Il taxi sanitario rappresenta un tassello fondamentale di un più ampio progetto socio-sanitario di comunità, finalizzato a promuovere soluzioni efficaci ai problemi di fragilità e disagio che coinvolgono cittadini anziani e persone con disabilità motoria, sensoriale, psichica o plurima nei territori montani del Piceno.
Grazie a un investimento complessivo di un milione di euro, sarà possibile potenziare e qualificare ulteriormente i servizi rivolti agli utenti, favorendo il reinserimento delle persone nei contesti di vita quotidiana e rispondendo in modo puntuale ai bisogni individuati dal sistema sanitario territoriale.
Gli obiettivi dell’intervento si inseriscono nel quadro del potenziamento del servizio sanitario previsto dal PNRR, con l’intento di allineare l’offerta ai bisogni reali delle comunità, anche alla luce delle criticità emerse durante l’emergenza pandemica. L’azione punta a rafforzare i servizi di prossimità e domiciliari, sviluppare la telemedicina e superare la frammentazione dell’offerta sanitaria sul territorio.
Il progetto prevede inoltre interventi in complementarietà con strutture socio-sanitarie già operative, che erogano prestazioni primarie, servizi sociali, diagnostica e attività specialistiche ambulatoriali. Sono stati acquistati dispositivi e attrezzature per la riabilitazione motoria dell’anziano e attivati programmi riabilitativi integrati, coordinati da figure mediche di riferimento e realizzati da équipe multiprofessionali composte da fisioterapisti e operatori socio-sanitari.
I percorsi adottano un approccio integrato che combina ginnastica, fisioterapia e riabilitazione neurologica, con servizi organizzati in modalità di prossimità per rispondere efficacemente ai bisogni delle comunità coinvolte.
Parallelamente sono stati attivati interventi di cura e inclusione, con l’ampliamento dei servizi diurni anche a persone con disabilità fisica e il rafforzamento delle équipe multidisciplinari attraverso progetti psico-socio-riabilitativi personalizzati. I percorsi mirano a sviluppare capacità espressive e comunicative, oltre a promuovere l’autonomia nella cura di sé.
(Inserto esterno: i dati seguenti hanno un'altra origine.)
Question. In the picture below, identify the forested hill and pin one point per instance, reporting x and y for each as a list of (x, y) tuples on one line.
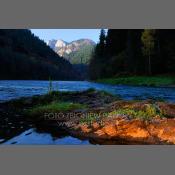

Infine, è stata favorita l’introduzione di servizi di telecardiologia, telepneumologia e teledermatologia, mettendo a disposizione strumenti tecnologici per gestire malattie e disabilità direttamente sul territorio e in ambito domiciliare.
Un insieme coordinato di azioni che contribuisce a rafforzare, nei territori colpiti dal sisma del 2016, una diffusa percezione di benessere comunitario, fondata sulla prossimità dei servizi, sulla continuità assistenziale e sull’attenzione concreta alle persone.